3. BRITISH COUNCIL PHILIPPINES & THE IELTS EXAM

Ah yes, the famous IELTS exam. Over the years, I’ve had several people thinking of studying in the UK approach me about this because they were nervous about it and had no idea what exactly it entailed. A lot of the time, the misconception that people have of the IELTS is that it’s something like the SAT (‘Standard Attainment Test’) in the US, but it’s very different. The IELTS stands for ‘International English Language Testing System’, so it’s actually just an English aptitude test, or a test that checks how proficient you are at using the English language. The British Council Philippines is where you should apply to take the test, and they’ve made registering accessible online on their website. Not only does the British Council supply free resources to help you study and train for the exam, but the staff themselves at the office are also very nice and friendly when you’re there to take it. 

4. STAYING ORGANISED

Much of the application process requires quite a lot of paperwork, and a lot of the time, universities will be requiring many documents from you. My organisational skills were definitely tested during this period because I had to make sure that I acquired copies of whatever documents I needed, had them scanned, duplicated the files of those scans, and also kept track of where I was keeping the physical copies. Folders and USBs/hard drives should become your best friends, and I strongly advise uploading some copies onto your Google Drive or Dropbox just to be safe, and to ensure that you can easily access them from your phone. 

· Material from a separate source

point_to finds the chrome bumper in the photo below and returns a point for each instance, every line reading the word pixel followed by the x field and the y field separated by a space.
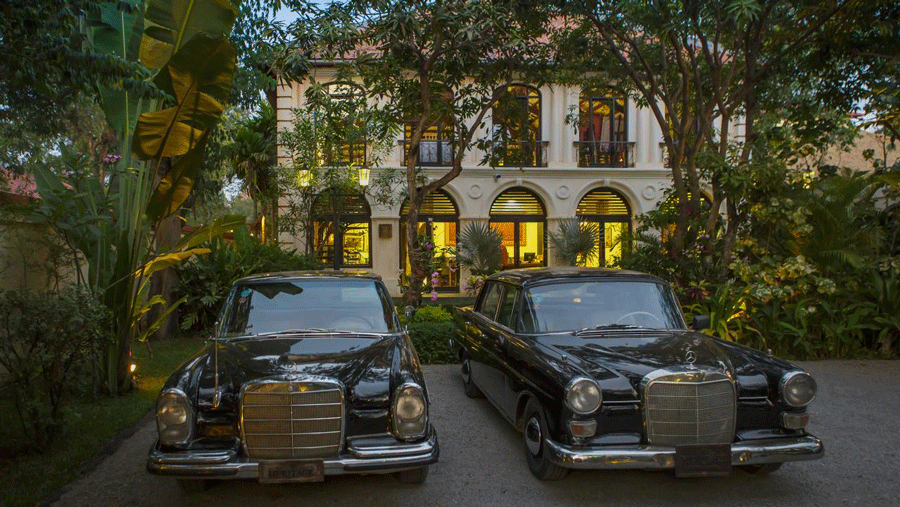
pixel 747 452
pixel 233 464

Labelling is also very important: make them clear and easy to read for times when you need to quickly pull them up or send them to someone else. Keep in mind that you’ll also be moving to another country at the same time, and things can so easily get lost while packing or on the journey there—stay vigilant! Being organised from the beginning will prevent situations of panic due to being unable to find the paper you need, which is a kind of stress you’d be better off without. 

5. TAKING THE JUMP

This step isn’t so much a preparatory step, but it’s still an important part of the journey. This is the moment when you’ve got your plane ticket and passport in one hand, your suitcase in the other, and you’re waiting in line behind the check-in counter at NAIA. This is the moment when you look out the window as your plane takes off and you watch Manila fall out beneath the clouds, because this is it—you’re off for a new life, in a new country. It’s exhilarating and scary and all-around breathtaking. From here on out, the world will become simultaneously smaller and bigger all at once. The future will feel infinite. 

Take it in. You won’t forget this part.